I spent some time overseas when I was younger, and I remember thinking a lot about economic development. I saw first-hand both failed development projects as well as successful ones, and wanted to better understand the differentiating factors. I noticed a pattern in the use of financial tools, such as saving vehicles or risk management products, to successfully spur economic growth and quickly realized that there was a lot I wanted to learn about finance’s role in development.
Rather than studying development at McGill [University in Montreal], I went into the honours investment management (HIM) program after trying a few finance courses. And the more I learned about it, the more interested I became. There was something fascinating about a program that was quantitatively rigorous but also immediately applicable to the world.
I co-founded a microfinance non-profit in 2015 with another McGill student, and we partnered with an organization in the sub-Saharan to offer insurance to female farmers in two rural Zambian communities. We provide agricultural microinsurance to help farmers deal with weather-related risks, such as floods and droughts, which have become increasingly prevalent with climate change.
After HIM, I moved to New York to work for Goldman Sachs. Investment banking is known for the incredible training ground it provides, particularly for students coming out of undergrad. It often gives entry level employees an unparalleled amount of exposure to senior executives and key decision makers. I don’t think there are many other industries that provide you with the same learning opportunities so early in your career.
At Goldman Sachs, I also learned far more soft skills than I initially expected to. Being in an environment where there are never enough hours in the day pushes you to refine your time management skills and to become a more effective communicator. I can’t think of a better place to have started my career.
Since December, 2018, I’ve been working as an investment analyst at World Bank Group, specifically for a subsidiary of International Finance Corp. (IFC). IFC is focused on fuelling development through investments in the private sector.
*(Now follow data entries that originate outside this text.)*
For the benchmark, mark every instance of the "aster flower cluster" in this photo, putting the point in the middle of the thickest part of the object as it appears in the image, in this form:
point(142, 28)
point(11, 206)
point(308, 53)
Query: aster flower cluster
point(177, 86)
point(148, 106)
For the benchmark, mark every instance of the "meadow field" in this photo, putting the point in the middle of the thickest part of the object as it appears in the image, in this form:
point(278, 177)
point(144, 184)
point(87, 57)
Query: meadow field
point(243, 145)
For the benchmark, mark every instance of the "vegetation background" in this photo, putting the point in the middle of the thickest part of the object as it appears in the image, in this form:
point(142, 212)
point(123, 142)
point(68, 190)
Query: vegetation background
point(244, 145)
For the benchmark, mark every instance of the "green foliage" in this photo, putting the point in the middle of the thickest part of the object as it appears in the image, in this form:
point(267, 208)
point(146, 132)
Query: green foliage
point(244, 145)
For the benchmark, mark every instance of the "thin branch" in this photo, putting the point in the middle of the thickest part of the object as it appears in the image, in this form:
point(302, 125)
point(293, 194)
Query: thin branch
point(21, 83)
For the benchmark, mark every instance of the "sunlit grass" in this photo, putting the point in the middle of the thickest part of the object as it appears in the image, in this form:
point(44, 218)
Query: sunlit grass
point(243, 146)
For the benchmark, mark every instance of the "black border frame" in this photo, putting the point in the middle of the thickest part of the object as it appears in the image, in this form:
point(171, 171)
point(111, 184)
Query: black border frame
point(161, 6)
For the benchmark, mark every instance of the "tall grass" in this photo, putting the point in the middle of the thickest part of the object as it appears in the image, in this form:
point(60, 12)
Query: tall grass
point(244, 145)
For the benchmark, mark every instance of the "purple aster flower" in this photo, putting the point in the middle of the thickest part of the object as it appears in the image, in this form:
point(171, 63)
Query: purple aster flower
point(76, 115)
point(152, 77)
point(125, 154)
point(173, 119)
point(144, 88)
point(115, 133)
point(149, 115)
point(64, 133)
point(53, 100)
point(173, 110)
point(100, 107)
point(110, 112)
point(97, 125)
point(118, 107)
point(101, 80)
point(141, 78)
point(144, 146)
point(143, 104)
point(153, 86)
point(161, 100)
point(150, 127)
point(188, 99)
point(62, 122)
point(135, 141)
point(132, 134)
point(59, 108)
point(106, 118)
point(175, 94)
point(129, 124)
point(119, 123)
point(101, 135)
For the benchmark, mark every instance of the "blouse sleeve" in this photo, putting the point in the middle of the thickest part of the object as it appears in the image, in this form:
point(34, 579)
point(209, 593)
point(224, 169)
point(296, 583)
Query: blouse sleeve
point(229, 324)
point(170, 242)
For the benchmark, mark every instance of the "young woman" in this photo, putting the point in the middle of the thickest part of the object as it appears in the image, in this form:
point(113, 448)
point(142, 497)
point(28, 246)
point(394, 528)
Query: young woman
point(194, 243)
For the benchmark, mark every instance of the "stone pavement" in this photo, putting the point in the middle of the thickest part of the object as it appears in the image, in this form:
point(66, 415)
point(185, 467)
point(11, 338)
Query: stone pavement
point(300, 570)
Innovation and finance in emerging markets have already transformed a number of countries, with many successful examples in the sub-Saharan. You’re seeing opportunities emerge in fintech [financial technology] that were absolutely impossible just a handful of years ago. The prevalence of technology enables some of those who have lived in previously unpenetrated areas to now participate in financial markets. Financial technology has opened up an unprecedented number of opportunities for businesses.
I’m really grateful for having the opportunity to travel when I was younger, as it sparked my interest in emerging markets. As I grew up, I spent a lot of time reflecting on those experiences. Being able to meet certain people and, a year or two later, visit the same individuals who, for instance, benefited from the programs of my mom’s NGO, was incredibly inspiring.
The best piece of advice I’ve ever received is to be “intentional,” and take the time to think hard about the role you want to play in the world. It’s so easy to find yourself stuck in a routine, working in a job that doesn’t put you on track to achieve your long-term goals. It’s important to think about and define your values to understand what you want to accomplish in the long run.
I am introverted. My introverted tendencies to listen and observe have enabled me to be more culturally conscious, build stronger relationships and better understand local issues while working overseas. In general, I’ve learned that taking the time to read the room and listen to the conversations happening around you makes the things you do and say, and the times that you stand as a leader, that much more valuable.
This interview has been edited and condensed.